BTTS = Breast tumor tissue selection, ADC = Apparent diffusion coefficient.
Time measurements
Measurement times were registered using an online stopwatch tool (http://stopwatch.online-timers.com/online-stopwatch). Time measurement of the BTTS methods only consisted of BTTS placement.
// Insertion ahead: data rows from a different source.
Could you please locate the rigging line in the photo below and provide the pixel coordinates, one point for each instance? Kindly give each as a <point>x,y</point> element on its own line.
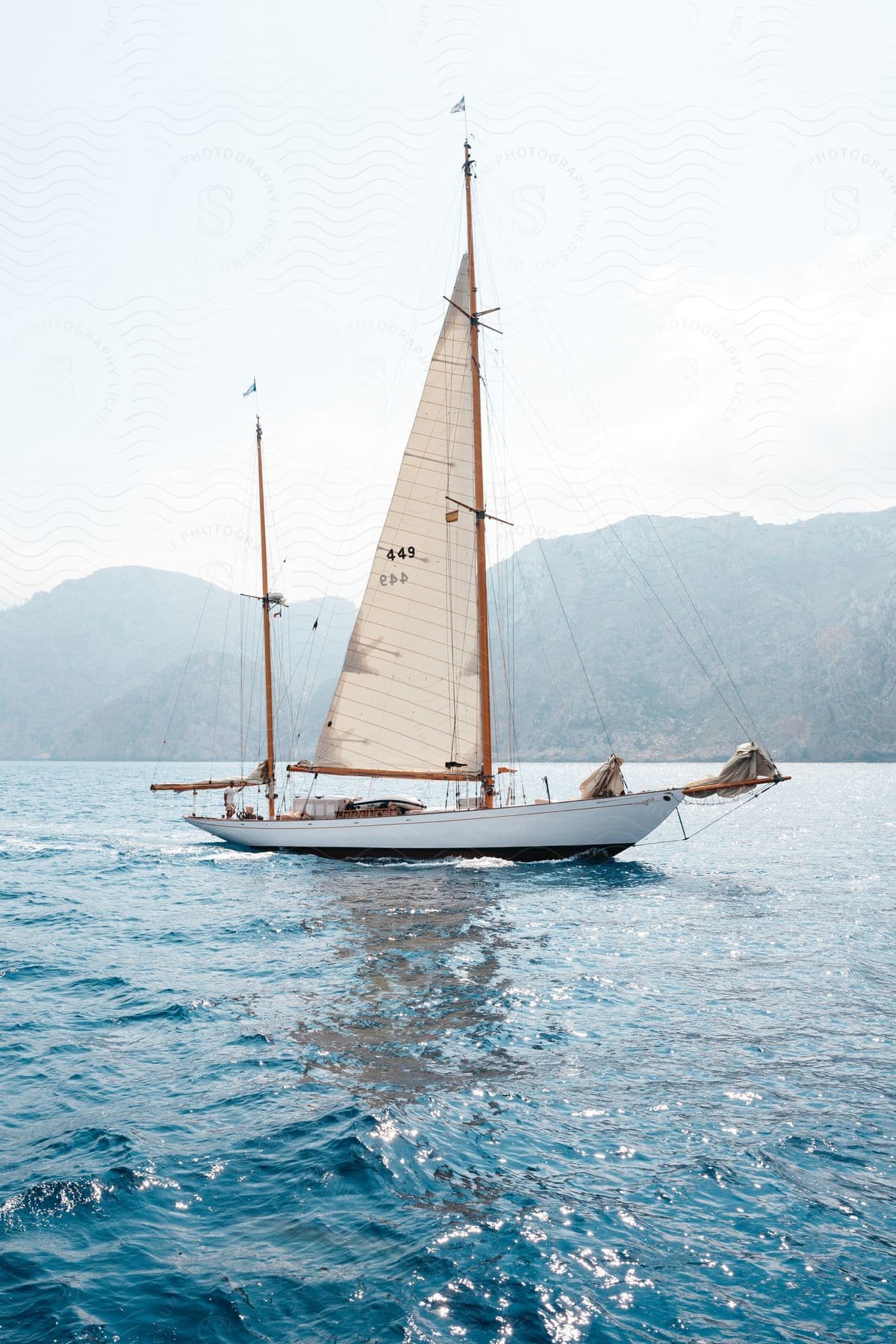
<point>649,520</point>
<point>724,667</point>
<point>575,645</point>
<point>647,844</point>
<point>578,391</point>
<point>183,675</point>
<point>296,665</point>
<point>220,676</point>
<point>715,648</point>
<point>610,527</point>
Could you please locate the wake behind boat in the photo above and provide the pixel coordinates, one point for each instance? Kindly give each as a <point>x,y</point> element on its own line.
<point>414,700</point>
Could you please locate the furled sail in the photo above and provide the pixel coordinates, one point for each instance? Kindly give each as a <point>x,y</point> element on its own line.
<point>747,765</point>
<point>257,777</point>
<point>408,702</point>
<point>606,781</point>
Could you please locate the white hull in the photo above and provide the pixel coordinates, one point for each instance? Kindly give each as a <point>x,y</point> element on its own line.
<point>597,830</point>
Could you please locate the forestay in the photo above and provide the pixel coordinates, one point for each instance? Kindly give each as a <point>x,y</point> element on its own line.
<point>408,698</point>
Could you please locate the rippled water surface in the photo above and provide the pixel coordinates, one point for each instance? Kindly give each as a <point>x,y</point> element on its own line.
<point>264,1097</point>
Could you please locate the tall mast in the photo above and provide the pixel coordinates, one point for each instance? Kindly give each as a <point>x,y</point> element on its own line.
<point>481,586</point>
<point>269,692</point>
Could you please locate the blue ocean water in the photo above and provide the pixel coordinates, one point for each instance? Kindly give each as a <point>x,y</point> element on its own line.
<point>265,1097</point>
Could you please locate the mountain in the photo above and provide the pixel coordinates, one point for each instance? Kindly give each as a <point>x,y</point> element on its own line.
<point>803,616</point>
<point>137,663</point>
<point>134,663</point>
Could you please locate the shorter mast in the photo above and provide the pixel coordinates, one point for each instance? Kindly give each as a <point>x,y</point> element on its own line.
<point>269,691</point>
<point>481,582</point>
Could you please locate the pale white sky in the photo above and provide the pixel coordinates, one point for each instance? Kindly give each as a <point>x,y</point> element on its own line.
<point>687,213</point>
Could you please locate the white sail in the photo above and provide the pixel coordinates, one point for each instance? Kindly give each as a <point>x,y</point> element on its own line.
<point>408,697</point>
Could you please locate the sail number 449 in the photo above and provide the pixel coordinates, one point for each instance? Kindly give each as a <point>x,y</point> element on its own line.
<point>403,553</point>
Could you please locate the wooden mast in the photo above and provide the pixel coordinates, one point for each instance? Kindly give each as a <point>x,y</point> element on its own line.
<point>269,692</point>
<point>481,585</point>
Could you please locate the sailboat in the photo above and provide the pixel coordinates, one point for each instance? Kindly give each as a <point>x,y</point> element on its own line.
<point>414,698</point>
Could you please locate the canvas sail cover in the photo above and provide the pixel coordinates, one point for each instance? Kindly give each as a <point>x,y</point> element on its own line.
<point>748,762</point>
<point>246,781</point>
<point>606,781</point>
<point>408,697</point>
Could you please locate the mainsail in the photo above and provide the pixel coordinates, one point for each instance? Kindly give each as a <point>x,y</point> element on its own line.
<point>408,702</point>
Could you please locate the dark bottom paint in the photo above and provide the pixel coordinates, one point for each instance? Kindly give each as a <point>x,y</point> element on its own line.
<point>526,855</point>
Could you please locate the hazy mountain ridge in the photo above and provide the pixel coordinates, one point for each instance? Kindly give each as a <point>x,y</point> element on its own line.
<point>134,663</point>
<point>803,616</point>
<point>801,613</point>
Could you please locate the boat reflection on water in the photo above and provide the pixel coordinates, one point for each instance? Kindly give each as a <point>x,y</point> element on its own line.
<point>441,972</point>
<point>429,1003</point>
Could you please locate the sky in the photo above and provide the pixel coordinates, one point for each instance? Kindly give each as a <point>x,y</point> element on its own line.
<point>687,214</point>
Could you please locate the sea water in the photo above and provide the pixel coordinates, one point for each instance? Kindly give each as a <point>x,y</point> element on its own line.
<point>265,1097</point>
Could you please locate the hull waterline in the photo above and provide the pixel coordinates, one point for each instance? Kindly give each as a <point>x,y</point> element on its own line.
<point>594,830</point>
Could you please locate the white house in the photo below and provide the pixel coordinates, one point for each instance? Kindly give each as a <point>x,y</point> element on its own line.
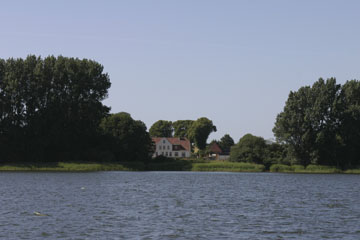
<point>172,147</point>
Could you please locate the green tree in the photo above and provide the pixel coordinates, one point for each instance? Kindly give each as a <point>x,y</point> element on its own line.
<point>161,128</point>
<point>226,142</point>
<point>127,138</point>
<point>350,123</point>
<point>181,127</point>
<point>50,107</point>
<point>250,149</point>
<point>309,123</point>
<point>200,131</point>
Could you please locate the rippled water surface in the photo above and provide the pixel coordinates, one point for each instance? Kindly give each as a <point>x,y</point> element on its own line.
<point>179,205</point>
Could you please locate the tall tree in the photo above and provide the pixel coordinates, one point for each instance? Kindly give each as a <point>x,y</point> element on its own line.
<point>309,123</point>
<point>350,123</point>
<point>50,106</point>
<point>226,142</point>
<point>161,128</point>
<point>249,149</point>
<point>200,131</point>
<point>181,127</point>
<point>129,140</point>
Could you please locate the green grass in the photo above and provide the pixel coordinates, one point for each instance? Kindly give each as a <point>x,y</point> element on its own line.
<point>321,169</point>
<point>227,167</point>
<point>68,167</point>
<point>353,171</point>
<point>171,165</point>
<point>300,169</point>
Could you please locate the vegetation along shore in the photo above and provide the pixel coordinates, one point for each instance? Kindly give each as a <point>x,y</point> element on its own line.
<point>52,118</point>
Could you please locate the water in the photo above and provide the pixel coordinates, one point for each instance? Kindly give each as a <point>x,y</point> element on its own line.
<point>179,205</point>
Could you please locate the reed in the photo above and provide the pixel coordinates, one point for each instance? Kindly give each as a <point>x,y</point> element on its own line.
<point>227,167</point>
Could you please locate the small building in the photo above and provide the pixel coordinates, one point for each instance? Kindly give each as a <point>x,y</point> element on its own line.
<point>216,153</point>
<point>172,147</point>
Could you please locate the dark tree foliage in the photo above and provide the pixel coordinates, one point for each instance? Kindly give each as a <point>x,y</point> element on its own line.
<point>161,128</point>
<point>320,124</point>
<point>128,138</point>
<point>250,149</point>
<point>349,139</point>
<point>181,128</point>
<point>200,131</point>
<point>50,108</point>
<point>226,142</point>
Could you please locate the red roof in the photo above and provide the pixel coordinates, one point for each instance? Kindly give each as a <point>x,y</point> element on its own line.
<point>184,142</point>
<point>214,148</point>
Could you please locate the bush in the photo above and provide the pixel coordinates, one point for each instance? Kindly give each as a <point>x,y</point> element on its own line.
<point>321,169</point>
<point>281,168</point>
<point>228,167</point>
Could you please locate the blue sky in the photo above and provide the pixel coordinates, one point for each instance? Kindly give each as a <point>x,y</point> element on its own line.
<point>234,62</point>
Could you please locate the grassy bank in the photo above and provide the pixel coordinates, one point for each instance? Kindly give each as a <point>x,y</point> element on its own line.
<point>198,165</point>
<point>309,169</point>
<point>76,167</point>
<point>227,167</point>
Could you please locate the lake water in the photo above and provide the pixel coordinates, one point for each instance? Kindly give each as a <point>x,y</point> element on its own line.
<point>179,205</point>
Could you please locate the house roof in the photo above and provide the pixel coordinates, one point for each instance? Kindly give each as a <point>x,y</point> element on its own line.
<point>184,142</point>
<point>215,148</point>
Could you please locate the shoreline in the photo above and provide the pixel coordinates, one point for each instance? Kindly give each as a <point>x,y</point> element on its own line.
<point>176,165</point>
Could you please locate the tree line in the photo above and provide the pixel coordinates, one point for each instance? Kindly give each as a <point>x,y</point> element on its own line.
<point>320,124</point>
<point>51,110</point>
Slice selection was not included in the measurement, since it is similar for all methods. As planned on forehand, the first 10 consecutive cases were used to train the observers in using the online stopwatch tool and were not included in the time measurement analysis. The next 50 consecutive cases were timed for both observers separately and included in the data analysis. Time measurements were performed in the first session of the two tumor tissue delineation sessions.
Statistical analysis
For statistical analysis IBM SPSS Statistics 23 and MedCalc (version 12.5.0.0) were used. Average ADC (ADCmean) and minimal ADC (ADCmin) values of BTTS1-5 were measured for each breast lesion. The size (area, mm2) of BTTS1-2 was recorded. Average and minimal ADC’s of benign and malignant lesion groups were separately tested for normal distribution using Shapiro-Wilk test. Due to the non-normal distribution, median and interquartile ranges (IQR) were used in further statistical testing. ADC values of benign and malignant lesions were compared for each BTTS method using Mann-Whitney U tests (for unrelated samples). Wilcoxon signed rank test (for related samples) was used to compare ADC values between BTTS methods. Intra- and inter-observer agreement was calculated by using the Intraclass Correlation Coefficient (ICC) of measured ADC values for each BTTS method. In the discrimination between benign and malignant lesions of the different BTTS methods, the area under the ROC curve (AUC) ±standard error (SE) of ADC was measured for each BTTS method per observer. The method of DeLong et al. was used to compare the AUC’s (using the AUC’s ±SE) [16]. Time measurements were normally distributed and compared using repeated measurement ANOVA for both observers separately. Further post-hoc pairwise comparison was performed with a Bonferroni post hoc test. A p-value of <0.05 was considered to indicate a statistically significant difference.
Results
Lesions characteristics
Out of the 116 enhancing breast lesions 98 were malignant and 18 benign. Malignant lesions consisted of: invasive carcinoma no special type (n = 80); invasive lobular carcinoma (n = 13); ductal carcinoma in situ (n = 1); invasive papillary carcinoma (n = 1); malignant phyllodes tumor (n = 1); mucinous carcinoma (n = 1) and medullary carcinoma (n = 1). Benign lesions were: fibroadenoma (n = 8); sclerosing adenosis/columnar cell changes/apocrine metaplasia (n = 6); chronic inflammation (n = 3); and benign phyllodes (n = 1). For BTTS1, the mean area was 4.1 ± 3.9 cm2 for malignant lesions with a range between 0.8 cm2 and 23.4 cm2; for benign lesions the mean area was 3.7 ± 4.2 cm2 (range: 0.8–17.8 cm2). For BTTS2 the mean area was 2.3 ± 2.4 cm2 (range: 0.6–19.1 cm2) and 1.8 ± 2.1 cm2 (range: 0.6–12.2 cm2) for malignant and benign lesions, respectively. BTTS 3–5 were of standard size and shape. Figs 2–5 show examples of the BTTS methods in both malignant and benign breast lesions.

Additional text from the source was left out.